Armenian Translation of The Archaeology of Knowledge by Michel Foucault has been published
In the framework of the Calouste Gulbenkian Translation Series “L’Archéologie du savoir” (The Archaeology of Knowledge) by Michael Foucault has been published.
The book can be found at the Western Armenian Corner at the Artbridge bookstore café and at other bookstores in Yerevan.
Translator – Nazaret Karoyan
Editor – Marc Nichanian
Publisher – Zangak Publishing House
Read below biographies of the translator and the editor, as well as short information about the author and the book.
Nazaret Karoyan , an art critic and curator and translator has been the President of AICA-Armenia for the period of 200a long period of time. Nazaret has been the co-curator of National Pavilion of Armenia at the 54th Venice Biennale. Curated and coordinated about two dozen exhibitions in Armenia and abroad. Edited a number of catalogues on Contemporary Armenian artists, Bilingual book։ D’Armenie(With Dominique Abensour). Core of his Critical texts are socio-political transformations and its reflections at post soviet Armenian Art, as well as the problems associated to the Artistic Exchange with Europe. Nazaret was awarded Chevaliers des arts et lettres (Ordre de Gouvernement de France).
Marc Nichanian, a philosopher, literary critic and translator. Nichanian was born in France, and specialized in Armenian Studies and Philosophy. Nichanian has taught at a number of outstanding Universities in France, Italy, the USA, Turkey and Armenia.
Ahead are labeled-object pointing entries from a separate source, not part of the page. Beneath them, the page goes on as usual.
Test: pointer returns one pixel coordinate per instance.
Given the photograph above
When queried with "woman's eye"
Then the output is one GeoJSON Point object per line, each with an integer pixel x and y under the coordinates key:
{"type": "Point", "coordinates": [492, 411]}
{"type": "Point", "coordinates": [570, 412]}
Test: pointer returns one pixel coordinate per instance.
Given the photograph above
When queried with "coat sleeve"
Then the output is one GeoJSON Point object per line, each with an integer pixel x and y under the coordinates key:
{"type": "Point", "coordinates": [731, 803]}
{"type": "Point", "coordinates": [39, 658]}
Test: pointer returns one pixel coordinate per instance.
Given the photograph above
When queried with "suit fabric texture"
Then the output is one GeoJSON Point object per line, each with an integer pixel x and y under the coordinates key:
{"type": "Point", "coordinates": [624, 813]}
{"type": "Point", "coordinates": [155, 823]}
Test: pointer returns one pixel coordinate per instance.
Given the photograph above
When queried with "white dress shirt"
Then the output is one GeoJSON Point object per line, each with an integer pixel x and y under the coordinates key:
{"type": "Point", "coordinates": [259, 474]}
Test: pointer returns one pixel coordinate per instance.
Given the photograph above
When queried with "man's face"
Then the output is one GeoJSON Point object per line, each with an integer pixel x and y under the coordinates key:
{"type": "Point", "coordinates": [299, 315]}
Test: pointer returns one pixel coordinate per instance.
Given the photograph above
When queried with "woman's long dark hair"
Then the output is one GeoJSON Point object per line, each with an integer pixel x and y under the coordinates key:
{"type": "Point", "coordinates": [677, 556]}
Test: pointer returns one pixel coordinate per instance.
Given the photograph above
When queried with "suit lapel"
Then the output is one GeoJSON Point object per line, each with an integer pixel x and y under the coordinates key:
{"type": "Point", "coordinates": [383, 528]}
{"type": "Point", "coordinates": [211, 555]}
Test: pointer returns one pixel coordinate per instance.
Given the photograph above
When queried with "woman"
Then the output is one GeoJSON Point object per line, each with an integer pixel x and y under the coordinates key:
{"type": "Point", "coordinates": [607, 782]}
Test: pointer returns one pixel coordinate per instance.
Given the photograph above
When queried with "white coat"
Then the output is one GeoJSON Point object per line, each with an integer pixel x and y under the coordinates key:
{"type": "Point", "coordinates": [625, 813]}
He has a long bibliography of published books, both translations and his own works on literature, philosophy, and the humanities. In 1980, he founded KAM (ԿԱՄ), an analytical journal, which has been published with interruptions between 1980 and 1986, then in 2000’s, and is currently being published again since 2020. Nichanian now resides in Lisbon, Portugal. You can read the introduction to the translation by Marc Nichanian here.
Michel Foucault (1926–1984) was a French historian and philosopher, associated with the structuralist and post-structuralist movements. He has had strong influence not only (or even primarily) in philosophy but also in a wide range of humanistic and social scientific disciplines.
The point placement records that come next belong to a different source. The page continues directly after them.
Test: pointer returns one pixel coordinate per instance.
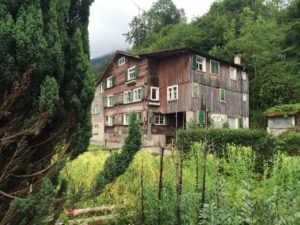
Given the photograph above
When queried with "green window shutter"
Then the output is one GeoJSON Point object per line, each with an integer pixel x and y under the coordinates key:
{"type": "Point", "coordinates": [114, 80]}
{"type": "Point", "coordinates": [136, 71]}
{"type": "Point", "coordinates": [142, 93]}
{"type": "Point", "coordinates": [126, 75]}
{"type": "Point", "coordinates": [122, 98]}
{"type": "Point", "coordinates": [113, 100]}
{"type": "Point", "coordinates": [222, 95]}
{"type": "Point", "coordinates": [153, 118]}
{"type": "Point", "coordinates": [167, 120]}
{"type": "Point", "coordinates": [241, 123]}
{"type": "Point", "coordinates": [194, 64]}
{"type": "Point", "coordinates": [201, 117]}
{"type": "Point", "coordinates": [105, 101]}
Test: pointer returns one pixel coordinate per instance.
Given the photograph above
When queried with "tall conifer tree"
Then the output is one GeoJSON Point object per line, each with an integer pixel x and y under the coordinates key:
{"type": "Point", "coordinates": [46, 88]}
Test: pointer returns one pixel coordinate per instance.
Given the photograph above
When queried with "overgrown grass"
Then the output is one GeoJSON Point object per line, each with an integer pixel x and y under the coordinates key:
{"type": "Point", "coordinates": [235, 194]}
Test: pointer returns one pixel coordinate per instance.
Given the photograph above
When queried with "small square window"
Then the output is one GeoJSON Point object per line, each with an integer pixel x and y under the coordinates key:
{"type": "Point", "coordinates": [172, 93]}
{"type": "Point", "coordinates": [200, 63]}
{"type": "Point", "coordinates": [154, 94]}
{"type": "Point", "coordinates": [244, 75]}
{"type": "Point", "coordinates": [222, 95]}
{"type": "Point", "coordinates": [244, 97]}
{"type": "Point", "coordinates": [215, 67]}
{"type": "Point", "coordinates": [232, 73]}
{"type": "Point", "coordinates": [121, 61]}
{"type": "Point", "coordinates": [196, 90]}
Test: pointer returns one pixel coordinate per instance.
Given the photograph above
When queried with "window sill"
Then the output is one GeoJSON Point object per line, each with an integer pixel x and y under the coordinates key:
{"type": "Point", "coordinates": [132, 81]}
{"type": "Point", "coordinates": [154, 103]}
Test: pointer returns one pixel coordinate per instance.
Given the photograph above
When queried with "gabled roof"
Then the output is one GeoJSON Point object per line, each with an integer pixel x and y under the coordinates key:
{"type": "Point", "coordinates": [165, 53]}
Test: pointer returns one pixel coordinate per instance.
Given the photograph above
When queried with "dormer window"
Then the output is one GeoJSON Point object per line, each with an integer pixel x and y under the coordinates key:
{"type": "Point", "coordinates": [232, 73]}
{"type": "Point", "coordinates": [199, 63]}
{"type": "Point", "coordinates": [214, 67]}
{"type": "Point", "coordinates": [110, 82]}
{"type": "Point", "coordinates": [121, 61]}
{"type": "Point", "coordinates": [131, 73]}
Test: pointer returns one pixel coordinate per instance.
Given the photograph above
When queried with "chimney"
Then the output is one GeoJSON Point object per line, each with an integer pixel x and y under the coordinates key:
{"type": "Point", "coordinates": [237, 58]}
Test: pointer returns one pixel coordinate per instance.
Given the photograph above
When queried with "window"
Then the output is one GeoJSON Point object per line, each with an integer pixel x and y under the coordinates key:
{"type": "Point", "coordinates": [233, 122]}
{"type": "Point", "coordinates": [121, 61]}
{"type": "Point", "coordinates": [95, 129]}
{"type": "Point", "coordinates": [172, 93]}
{"type": "Point", "coordinates": [131, 73]}
{"type": "Point", "coordinates": [139, 116]}
{"type": "Point", "coordinates": [200, 63]}
{"type": "Point", "coordinates": [110, 120]}
{"type": "Point", "coordinates": [232, 73]}
{"type": "Point", "coordinates": [215, 67]}
{"type": "Point", "coordinates": [222, 95]}
{"type": "Point", "coordinates": [138, 94]}
{"type": "Point", "coordinates": [128, 97]}
{"type": "Point", "coordinates": [244, 97]}
{"type": "Point", "coordinates": [96, 109]}
{"type": "Point", "coordinates": [201, 118]}
{"type": "Point", "coordinates": [244, 76]}
{"type": "Point", "coordinates": [110, 101]}
{"type": "Point", "coordinates": [196, 90]}
{"type": "Point", "coordinates": [154, 94]}
{"type": "Point", "coordinates": [125, 118]}
{"type": "Point", "coordinates": [110, 81]}
{"type": "Point", "coordinates": [159, 119]}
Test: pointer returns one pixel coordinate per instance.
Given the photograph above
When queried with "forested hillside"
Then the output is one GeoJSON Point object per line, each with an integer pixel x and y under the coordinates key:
{"type": "Point", "coordinates": [265, 32]}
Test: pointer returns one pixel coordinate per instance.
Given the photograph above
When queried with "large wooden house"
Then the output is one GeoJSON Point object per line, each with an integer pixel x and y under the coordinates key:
{"type": "Point", "coordinates": [170, 89]}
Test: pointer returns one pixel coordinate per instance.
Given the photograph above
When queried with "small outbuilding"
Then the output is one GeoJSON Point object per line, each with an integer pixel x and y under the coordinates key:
{"type": "Point", "coordinates": [282, 117]}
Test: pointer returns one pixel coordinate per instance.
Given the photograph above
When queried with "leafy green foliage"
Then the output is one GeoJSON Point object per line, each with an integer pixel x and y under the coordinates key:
{"type": "Point", "coordinates": [47, 86]}
{"type": "Point", "coordinates": [282, 110]}
{"type": "Point", "coordinates": [36, 207]}
{"type": "Point", "coordinates": [117, 163]}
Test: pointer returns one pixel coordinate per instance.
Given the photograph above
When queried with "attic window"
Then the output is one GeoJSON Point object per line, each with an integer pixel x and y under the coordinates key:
{"type": "Point", "coordinates": [121, 61]}
{"type": "Point", "coordinates": [131, 73]}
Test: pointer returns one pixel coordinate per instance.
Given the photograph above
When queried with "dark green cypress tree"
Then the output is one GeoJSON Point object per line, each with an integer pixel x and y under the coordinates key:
{"type": "Point", "coordinates": [46, 88]}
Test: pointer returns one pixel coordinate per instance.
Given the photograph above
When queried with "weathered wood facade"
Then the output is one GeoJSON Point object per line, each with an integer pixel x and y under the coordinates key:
{"type": "Point", "coordinates": [168, 91]}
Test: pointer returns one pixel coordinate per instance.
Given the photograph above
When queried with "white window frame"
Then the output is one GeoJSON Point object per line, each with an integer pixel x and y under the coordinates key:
{"type": "Point", "coordinates": [131, 73]}
{"type": "Point", "coordinates": [203, 63]}
{"type": "Point", "coordinates": [156, 89]}
{"type": "Point", "coordinates": [96, 109]}
{"type": "Point", "coordinates": [198, 87]}
{"type": "Point", "coordinates": [95, 129]}
{"type": "Point", "coordinates": [217, 74]}
{"type": "Point", "coordinates": [235, 121]}
{"type": "Point", "coordinates": [139, 116]}
{"type": "Point", "coordinates": [137, 94]}
{"type": "Point", "coordinates": [126, 99]}
{"type": "Point", "coordinates": [110, 121]}
{"type": "Point", "coordinates": [171, 93]}
{"type": "Point", "coordinates": [232, 73]}
{"type": "Point", "coordinates": [161, 119]}
{"type": "Point", "coordinates": [109, 82]}
{"type": "Point", "coordinates": [244, 75]}
{"type": "Point", "coordinates": [121, 61]}
{"type": "Point", "coordinates": [101, 88]}
{"type": "Point", "coordinates": [126, 118]}
{"type": "Point", "coordinates": [109, 102]}
{"type": "Point", "coordinates": [220, 95]}
{"type": "Point", "coordinates": [244, 97]}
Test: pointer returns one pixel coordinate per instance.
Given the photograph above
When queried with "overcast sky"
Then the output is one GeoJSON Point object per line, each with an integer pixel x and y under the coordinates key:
{"type": "Point", "coordinates": [109, 19]}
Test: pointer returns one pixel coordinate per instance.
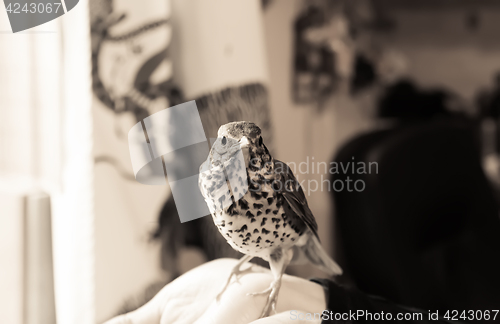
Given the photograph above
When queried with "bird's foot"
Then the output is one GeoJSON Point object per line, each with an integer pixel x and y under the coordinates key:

As a student he was brilliant but psychologically tormented. He became academically established during the 1960s, holding a series of positions at French universities, before his election in 1969 to the ultra-prestigious Collège de France, where he was Professor of the History of Systems of Thought until his death. From the 1970s on, Foucault was very active politically. He was a founder of the Groupe d’information sur les prisons and often protested on behalf of marginalized groups. He frequently lectured outside France, particularly in the United States, and in 1983 had agreed to teach annually at the University of California at Berkeley. An early victim of AIDS, Foucault died in Paris on June 25, 1984.
Foucault’s academic formation was in psychology and its history as well as in philosophy, his books were mostly histories of medical and social sciences, his passions were literary and political. Nonetheless, almost all of Foucault’s works can be fruitfully read as philosophical in either or both of two ways: as carrying out philosophy’s traditional critical project in a new (historical) manner; and as a critical engagement with the thought of traditional philosophers.
Source https://plato.stanford.edu/entries/foucault/ Stanford Encyclopedia of Philosophy
About the Book
Madness, sexuality, power, knowledge—are these facts of life or simply parts of speech? In a series of works of astonishing brilliance, historian Michel Foucault excavated the hidden assumptions that govern the way we live and the way we think.
The Archaeology of Knowledge begins at the level of “things aid” and moves quickly to illuminate the connections between knowledge, language, and action in a style at once profound and personal. A summing up of Foucault’s own methodological assumptions, this book is also a first step toward a genealogy of the way we live now.
The philosopher Gilles Deleuze describes The Archaeology of Knowledge as, “the most decisive step yet taken in the theory-practice of multiplicities.”